Summary: This post explores how to implement sophisticated agent-like behaviors using Microsoft Semantic Kernel. Learn how to create autonomous agents that can plan, reason, and execute complex tasks by combining skills, memory, and planning capabilities.

Introduction

Microsoft Semantic Kernel has evolved significantly since its introduction, moving beyond simple skill execution to enable more sophisticated agent-like behaviors. With the right architecture and implementation patterns, developers can create autonomous agents that can plan, reason, and execute complex tasks with minimal human intervention.

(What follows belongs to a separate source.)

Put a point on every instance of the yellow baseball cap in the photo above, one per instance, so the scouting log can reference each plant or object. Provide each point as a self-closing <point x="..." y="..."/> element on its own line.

In this post, we’ll explore how to implement agent patterns using Microsoft Semantic Kernel. We’ll go beyond basic skills to create systems that can understand user goals, break them down into steps, execute those steps, and adapt to changing conditions. By the end of this article, you’ll have the knowledge to build sophisticated AI agents that can tackle complex tasks in your .NET applications.

Understanding Agent Architecture

Before diving into implementation, let’s understand what makes an AI agent different from a simple skill-based system.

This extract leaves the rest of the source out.